The data is stored in the data directory. The data is structured as follows:

  • data/networks_solutions_models contains the networks, trained neural network models, and solutions for the networks (both, from the neural networks and three prototypical heuristic strategies).
  • data/exp_raw contains the raw data from the experiment as downloaded from the online experiment.
  • data/exp_processed contains the processed data from the experiment, including the alignment between human and machine actions and written strategies.
  • data/exp_strategies_coded contains the manually coded written strategies.
  • data/abm contains the data from the agent-based model (after running the corresponding notebook).

Algorithm

The algorithm is implemented in the algorithm directory. The algorithm trains a neural policy to solve reward networks tasks.

Online Experiment

The online experiment is hosted on the backend and frontend services. The frontend is a React application that allows participants to solve reward networks tasks.

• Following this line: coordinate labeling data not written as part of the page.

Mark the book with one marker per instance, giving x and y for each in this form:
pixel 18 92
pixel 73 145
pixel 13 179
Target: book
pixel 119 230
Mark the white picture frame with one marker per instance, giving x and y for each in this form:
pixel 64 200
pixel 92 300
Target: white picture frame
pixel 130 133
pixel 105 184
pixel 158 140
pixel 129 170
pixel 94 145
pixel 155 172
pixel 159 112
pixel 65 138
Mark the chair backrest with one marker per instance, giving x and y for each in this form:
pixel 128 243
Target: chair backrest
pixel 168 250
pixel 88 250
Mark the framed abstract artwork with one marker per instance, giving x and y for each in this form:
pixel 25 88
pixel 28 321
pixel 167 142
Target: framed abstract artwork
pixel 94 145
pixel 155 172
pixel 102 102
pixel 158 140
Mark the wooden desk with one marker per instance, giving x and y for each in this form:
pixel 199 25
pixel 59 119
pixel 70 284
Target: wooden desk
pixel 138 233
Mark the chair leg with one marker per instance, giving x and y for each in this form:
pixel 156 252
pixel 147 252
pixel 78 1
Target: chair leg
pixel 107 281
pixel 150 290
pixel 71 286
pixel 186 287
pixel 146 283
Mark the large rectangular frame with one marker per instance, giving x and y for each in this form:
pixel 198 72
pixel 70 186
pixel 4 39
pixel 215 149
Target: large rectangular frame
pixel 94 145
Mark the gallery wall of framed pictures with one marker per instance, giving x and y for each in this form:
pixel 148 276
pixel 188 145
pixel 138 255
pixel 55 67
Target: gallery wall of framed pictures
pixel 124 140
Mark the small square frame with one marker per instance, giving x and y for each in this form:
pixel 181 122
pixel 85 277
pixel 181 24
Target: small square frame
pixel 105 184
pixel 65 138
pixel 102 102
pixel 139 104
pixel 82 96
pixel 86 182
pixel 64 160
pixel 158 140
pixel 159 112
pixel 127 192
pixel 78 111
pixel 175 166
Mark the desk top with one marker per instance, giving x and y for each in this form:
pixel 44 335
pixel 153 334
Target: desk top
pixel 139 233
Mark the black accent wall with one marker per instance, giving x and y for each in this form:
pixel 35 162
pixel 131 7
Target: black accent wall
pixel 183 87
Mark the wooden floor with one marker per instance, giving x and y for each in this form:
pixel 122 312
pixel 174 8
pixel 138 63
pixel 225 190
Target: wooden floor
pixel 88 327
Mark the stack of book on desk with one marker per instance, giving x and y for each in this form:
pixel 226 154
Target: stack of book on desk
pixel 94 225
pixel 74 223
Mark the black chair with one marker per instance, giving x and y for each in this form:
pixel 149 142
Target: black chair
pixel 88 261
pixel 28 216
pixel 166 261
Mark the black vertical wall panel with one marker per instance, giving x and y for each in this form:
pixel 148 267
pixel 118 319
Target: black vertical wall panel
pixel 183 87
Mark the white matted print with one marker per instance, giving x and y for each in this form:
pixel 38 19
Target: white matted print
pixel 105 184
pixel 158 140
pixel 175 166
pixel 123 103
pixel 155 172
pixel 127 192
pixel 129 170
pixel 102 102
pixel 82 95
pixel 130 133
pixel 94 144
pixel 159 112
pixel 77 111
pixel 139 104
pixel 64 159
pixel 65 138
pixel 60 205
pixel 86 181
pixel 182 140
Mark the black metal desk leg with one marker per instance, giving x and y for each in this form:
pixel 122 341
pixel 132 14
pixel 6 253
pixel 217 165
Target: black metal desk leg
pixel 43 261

The backend is a Flask application that serves the frontend and stores the data from the experiment.

Visualizations

The visualizations are stored in the analysis/plots directory. The corresponding notebooks are stored in the analysis directory.

Statistical Analysis

The statistical analysis is stored in the statistics directory.

Installation

Docker

Network generation, training of the algorithm, and running the backend can be done using Docker. To build the Docker image, run the following command:

docker compose build all

Python

For running the descriptive analysis of the results, the following setup is required:

python3.10 -m venv .venv
. .venv/bin/activate
pip install --upgrade pip
pip install wheel
pip install -e ".[viz]"

Or us the following command to install all dependencies:

pip install -e ".[viz,dev,backend,train]"

Usage

Training of the Machine Player

See the respective algorithm README for more details.

Run the experiment

Start the frontend and backend services using the following command:

docker compose up frontend backend

Visualizations of Experimental Data, Agent-Based Model, and Algorithmic Learning Curve

See the respective analysis README for more details.